No doubt all of the Ospreys on the barge at Port Lincoln are hungry first in the morning. It could have been 10 or more hours since they had a fish, depending on who landed the last one/s of the day.
At 09:37, the three lads were snoozing duckling style on the nest. Was anyone thinking about breakfast?
Dad flew in with a nice fish at 09:38:15, just 20 seconds later, waking them all up in a start. My goodness, Ervie is quick. He is mantling that fish (on the far right in front of Dad).
Wings are starting to flap.
As the competition for the breakfast fish amps up, Dad is getting ready to take off.
There he goes just clearing Ervie’s left wing tip. It looks pretty crazy down there but this is what we want to see – these three really being able to grab the fish and defend it. Ervie is a bit like a magician when it comes to getting the fish, he is so fast.
Dad has lift off.
Bazza is on the far left. Falkey is in the middle. He would not mind challenging Ervie for that fish. Look at Falkey looking over. Bazza, meanwhile, is looking out over the water, unconcerned.
Falkey thinks he will try to get that fish by flapping his wings.
Ervie counters. They are looking at each other so intently – it is a wonder Bazza doesn’t slip through and take the fish. Just look at those two! Ervie is saying, “I dare you to try.”
Ervie flips Falkey’s wing back causing him to lose his balance.
There, it is all over and it only took 14 seconds. No feathers or wings injured in the process. Wow.
Ervie aka Little Bob has really become a force to reckon with since he hatched. He has never given in to his older siblings. Focused. A survivor. Every day he amazes me. I look forward to seeing his progress years from now.
Ervie was still eating at 10:10. He is up on the top left near the perch. It is not clear if there will be anything left for one or both of the others. Ervie looks pretty hungry!
There will be plenty of fish for all of the boys today. Dad will make sure of that. It is very interesting to see the competition between the two fledglings. It will help them in the real world and it was not a serious tussle. Ervie pretty much dominates the deliveries like he did when Mum was feeding everyone.

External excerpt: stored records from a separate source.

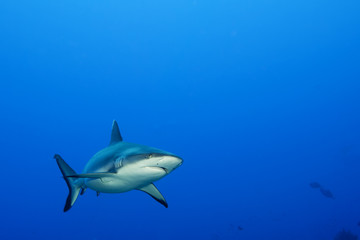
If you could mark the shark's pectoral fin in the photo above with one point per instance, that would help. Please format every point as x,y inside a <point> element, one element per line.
<point>154,193</point>
<point>91,175</point>
<point>82,191</point>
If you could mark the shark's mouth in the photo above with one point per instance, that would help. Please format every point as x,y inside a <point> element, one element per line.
<point>162,168</point>
<point>165,170</point>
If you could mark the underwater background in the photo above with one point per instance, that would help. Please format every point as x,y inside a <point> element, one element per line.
<point>260,98</point>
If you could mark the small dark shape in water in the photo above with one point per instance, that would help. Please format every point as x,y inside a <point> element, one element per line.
<point>345,235</point>
<point>327,193</point>
<point>315,185</point>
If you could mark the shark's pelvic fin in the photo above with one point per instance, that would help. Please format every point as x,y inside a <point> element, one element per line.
<point>154,193</point>
<point>115,134</point>
<point>74,185</point>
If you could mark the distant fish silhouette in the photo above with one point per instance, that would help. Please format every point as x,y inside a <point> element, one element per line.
<point>315,185</point>
<point>327,193</point>
<point>323,191</point>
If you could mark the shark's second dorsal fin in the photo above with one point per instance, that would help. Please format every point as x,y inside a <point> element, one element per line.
<point>115,134</point>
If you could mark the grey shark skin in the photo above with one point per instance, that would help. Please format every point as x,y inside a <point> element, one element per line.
<point>118,168</point>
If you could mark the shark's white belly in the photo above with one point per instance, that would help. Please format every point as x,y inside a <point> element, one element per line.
<point>125,179</point>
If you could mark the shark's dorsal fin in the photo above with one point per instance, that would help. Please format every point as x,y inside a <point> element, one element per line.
<point>154,193</point>
<point>115,134</point>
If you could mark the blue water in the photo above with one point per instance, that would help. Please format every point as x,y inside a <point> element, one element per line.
<point>260,98</point>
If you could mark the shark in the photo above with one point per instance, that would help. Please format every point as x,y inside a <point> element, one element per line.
<point>120,167</point>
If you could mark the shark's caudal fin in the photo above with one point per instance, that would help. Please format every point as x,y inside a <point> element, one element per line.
<point>74,184</point>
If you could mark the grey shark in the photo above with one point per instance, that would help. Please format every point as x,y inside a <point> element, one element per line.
<point>120,167</point>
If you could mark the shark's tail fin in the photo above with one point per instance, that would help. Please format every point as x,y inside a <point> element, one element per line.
<point>74,184</point>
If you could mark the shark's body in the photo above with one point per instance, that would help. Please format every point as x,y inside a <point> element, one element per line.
<point>120,167</point>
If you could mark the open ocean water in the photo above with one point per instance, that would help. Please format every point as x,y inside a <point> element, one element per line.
<point>260,98</point>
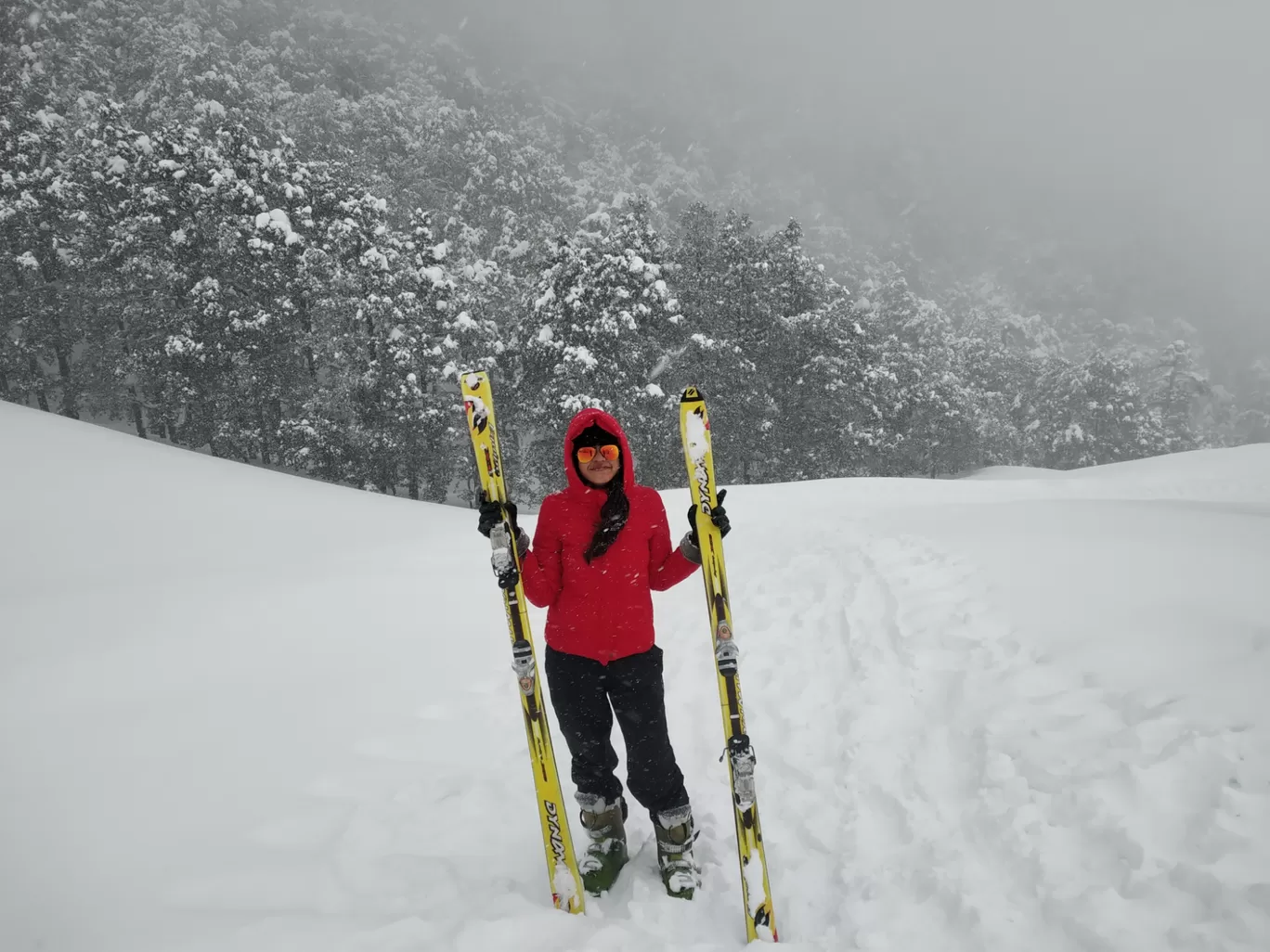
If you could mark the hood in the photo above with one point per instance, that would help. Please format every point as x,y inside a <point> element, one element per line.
<point>606,421</point>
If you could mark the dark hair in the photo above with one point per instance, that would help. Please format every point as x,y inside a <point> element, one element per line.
<point>617,507</point>
<point>613,517</point>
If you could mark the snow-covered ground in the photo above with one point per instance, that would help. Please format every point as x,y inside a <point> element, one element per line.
<point>242,711</point>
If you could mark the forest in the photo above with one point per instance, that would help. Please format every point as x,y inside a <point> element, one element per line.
<point>277,234</point>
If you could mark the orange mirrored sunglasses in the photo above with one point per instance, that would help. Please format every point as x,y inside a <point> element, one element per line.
<point>610,451</point>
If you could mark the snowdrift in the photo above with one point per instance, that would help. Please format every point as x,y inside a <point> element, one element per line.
<point>241,710</point>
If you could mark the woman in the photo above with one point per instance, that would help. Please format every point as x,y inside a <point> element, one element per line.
<point>600,550</point>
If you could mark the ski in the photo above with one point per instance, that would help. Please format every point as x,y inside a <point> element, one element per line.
<point>699,456</point>
<point>566,890</point>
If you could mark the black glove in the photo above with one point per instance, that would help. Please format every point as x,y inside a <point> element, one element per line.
<point>718,516</point>
<point>492,514</point>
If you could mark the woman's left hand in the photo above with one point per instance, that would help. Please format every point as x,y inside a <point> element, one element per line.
<point>718,516</point>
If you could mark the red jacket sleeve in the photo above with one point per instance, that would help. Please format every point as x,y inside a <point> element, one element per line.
<point>540,569</point>
<point>667,565</point>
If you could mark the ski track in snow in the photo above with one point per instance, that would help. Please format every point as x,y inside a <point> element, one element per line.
<point>924,782</point>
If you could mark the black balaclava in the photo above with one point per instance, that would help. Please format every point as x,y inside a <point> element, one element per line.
<point>616,509</point>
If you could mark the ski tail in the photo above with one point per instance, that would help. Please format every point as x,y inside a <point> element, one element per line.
<point>699,455</point>
<point>565,882</point>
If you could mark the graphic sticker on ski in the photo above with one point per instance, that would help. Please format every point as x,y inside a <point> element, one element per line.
<point>566,890</point>
<point>699,456</point>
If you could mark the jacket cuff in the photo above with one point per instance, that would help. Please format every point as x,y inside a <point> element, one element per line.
<point>691,552</point>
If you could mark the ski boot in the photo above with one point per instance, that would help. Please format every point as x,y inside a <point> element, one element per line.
<point>675,837</point>
<point>606,853</point>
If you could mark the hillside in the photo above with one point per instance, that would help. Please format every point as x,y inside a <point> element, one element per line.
<point>240,710</point>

You might be interested in what it is like in the African desert for animals. I have become more and more keen on learning about the places where the UK and European Ospreys and Black Storks go for the winter. (More water there but this is enlightening). It is night in the Namib Desert but move the time line back. There are Wildebeests, Ostrich, Giraffes, Jackals, Hyeans, etc. depending on the time of day. Enjoy.
The Namib Desert is said to be the world’s oldest desert. It is in the southwestern part of Africa whereas the sites for the Ospreys are in the Northwest, south of the Atlas Mountains, in Senegal, The Gambia, etc. The Namib is home to iron rich soil creating red sand dunes and formations like those where I grew up in Oklahoma. It is also known for its nature reserves. The camera is at one of those.
There is Namibia northwest of South Africa.
Red iron oxide gives the soil its beautiful terracotta colour.
The lodge where the camera is located borders a really iron red rich area.
I have no new news on Grinnell other than he flew out of the rehabber’s box and was up on The Campanile. The UC-Berkley band started playing when he arrived! There is such an incredible amount of love for this beautiful falcon. Let us hope that it all ends well. Grinnell seems determined to take his territory and he is much healthier than when he was attacked 20 days ago. The image below is from the Instagram feed of Annie and Grinnell. Oh, he looks good. Nice deep yellow colouring on his beak, around his eyes, and legs. The vets indicated that his beak is growing and his wing is healing. They felt that it was much better to release him now. Thank you everyone at Lindsay Wildlife! Grinnell looks in great form.
Thank you for joining me. This has been a really great day with Grinnell’s release. It would only be better if he was sitting next to Annie on The Campanile. Maybe tomorrow. No news on the WBSE juvenile in care.